因此,在以后人们说到邵子南同志脾气很怪的时候,简直引不起我什么联想,说他固执,我倒是有些信服。那时,他们的文学组编印《诗建设》,每期都有邵子南同志的诗,那用红绿色油光纸印刷的诗传单上,也每期有他写的很多街头诗。此外,他写了大量的歌词,写了大型歌剧《不死的人》。战斗、生产他都积极参加,有时还登台演戏,充当配角,帮助布景卸幕等等。我可以说,邵子南同志在当时所写的诗,是富于感觉,很有才华的。虽然,他写的那个大型歌剧,我并不很喜欢。但它好像也为后来的一些歌剧留下了不小的影响,例如过高的调门和过多的哭腔。我之所以不喜欢它,是觉得这种形式,这些咏叹调,恐怕难为群众所接受,也许我把群众接受的可能性估低和估窄了。当时,邵子南同志好像是以主张“化大众”,受到了批评,详细情形我不很了解。他当时写的一些诗,确是很欧化的。据我想,他在当时主张“化大众”,恐怕是片面地从文艺还要教育群众这个性能上着想,忽视了群众的斗争和生活,他们的才能和创造,才是文艺的真正源泉这一个主要方面。不久,他下乡去了,在阜平很小的一个村庄,担任小学教师。在和群众一同战斗、一同生产的几年,并经过学习党的文艺政策之后,邵子南同志改变了他的看法。我们到了延安以后,他忽然爱好起中国的旧小说,并发表了那些新“三言”似的作品。据我看来,他有时好像又走上了一个极端,还是那样固执,以致在作品表现上有些模拟之处。而且,虽然在形式上大众化了,但因为在情节上过分喜好离奇,在题材上多采用传说,从而减弱了作品内容的现实意义。这与以前忽视现实生活的“欧化”,势将异途而同归。如果再过一个时期,我相信他会再突破这一点,在创作上攀登上一个新的高峰。他的为人,表现得很单纯,有时甚至叫人看着有些浅薄而自以为是,这正是他的可爱、可以亲近之处。

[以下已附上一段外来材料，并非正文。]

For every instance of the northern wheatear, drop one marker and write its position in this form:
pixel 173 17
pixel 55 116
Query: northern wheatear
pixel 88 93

他的反映性很锐敏很强烈,有时爱好夸夸其谈,不叫他发表意见是很困难的。他对待他认为错误和恶劣的思想和行动,不避免使用难听刺耳的语言,但在我们相处的日子,他从来也没有对同志或对同志写的文章,运用过虚构情节或绕弯暗示的“文艺”手法。在延安我们相处的那一段日子里,他很好说这样两句话:“你走你的阳关道,我走我的独木桥。”有时谈着谈着,甚至有时是什么也没谈,就忽然出现这么两句。邵子南同志是很少坐下来谈话的,即使是闲谈,他也总是在屋子里来回走动着。这两句话他说得总是那么斩钉截铁,说时的神气也总是那么趾高气扬。说完以后,两片薄薄的缺乏血色的嘴唇紧紧一闭,简直是自信到极点了。我不知道他为什么好说这样两句话,有时甚至猜不出他又想到什么或指的是什么。作为精辟的文学语言,我也很喜欢这两句话。在一个问题上,独抒己见是好的;在一种事业上,勇于尝试也是好的。但如果要处处标新立异,事事与众不同,那也会成为一种虚无吧。邵子南同志特别喜爱这两句话,大概是因为它十分符合他那一种倔强的性格。他的身体很不好,就是在我们都很年轻的那些年月,也可以看出他的脸色憔悴,先天的营养不良和长时期神经的过度耗损,但他的精神很焕发。在那年夏天,我们初次见面的时候,他留给我的印象是:挺直的身子,黑黑的头发,明朗的面孔,紧紧闭起的嘴唇。灰军装,绿绑腿,赤脚草鞋,走起路来,矫健而敏捷。这种印象,直到今天,在我眼前,还是栩栩如生。他已经不存在了。关于邵子南同志,我不了解他的全部历史,我总觉得,他的死是党的文艺队伍的一个损失,他的才华灯盏里的油脂并没枯竭,他死得早了一些。因为我们年岁相当,走过的路大体一致,都是少年贫困流浪,苦恼迷惑,后来喜爱文艺,并由此参加了革命的队伍,共同度过了不算短的那一段艰苦的岁月。在晋察冀的山前山后,村边道沿,不只留有他的足迹,也留有他那些热情的诗篇。村女牧童也许还在传唱着他写的歌词。